This square is named to commemorate the 200th anniversary on December 12, 1978, of the Court of Appeals of Maryland, the state's highest court. It encompasses Lawyers Street, shown on the earliest map of Annapolis (1718) connecting Publick Circle (now State Circle) with Tabernacle Street (now College Avenue).
The Maryland General Assembly, acting under the provisions of the state's first constitution (1776), named the initial judges of the court on December 12, 1778 and, with Governor Thomas Johnson, issued commissions on December 22, 1778
The court first convened October 1, 1780 in the Revenue Office on Duke of Gloucester Street in the City of Annapolis and continued to hold its sessions there until ca. 1789 when it moved to the State House in 1903. The court began sitting in its own building on the site of this marker, designed by the Baltimore architectural firm of Baldwin and Pennington.
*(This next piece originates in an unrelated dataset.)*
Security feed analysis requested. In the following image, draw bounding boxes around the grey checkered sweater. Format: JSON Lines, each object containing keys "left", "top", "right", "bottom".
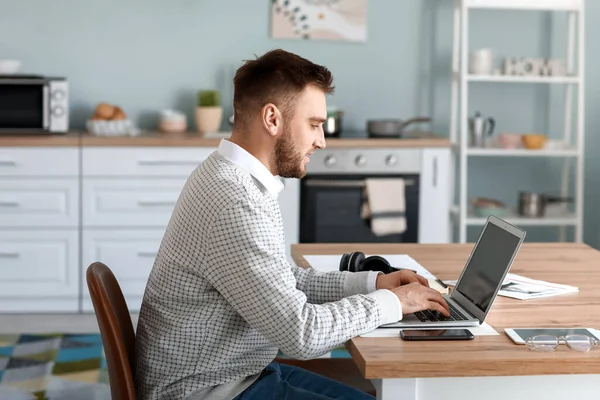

The Courthouse included elegant Tiffany studio windows, depicting the state seal and a domed Tiffany studio skylight.
In 1972 the court moved approximately one mile northwest of this marker to its present home on Roscoe Rowe Boulevard. The courtroom of the 1903 structure with its uniquely carved mahogany paneling and sculptured plaster ceiling has been reconstructed in the new building.
In 1976 the old courthouse was replaced by the Legislative Services building to the left of this marker, in which the Tiffany windows and dome of the earlier building are incorporated.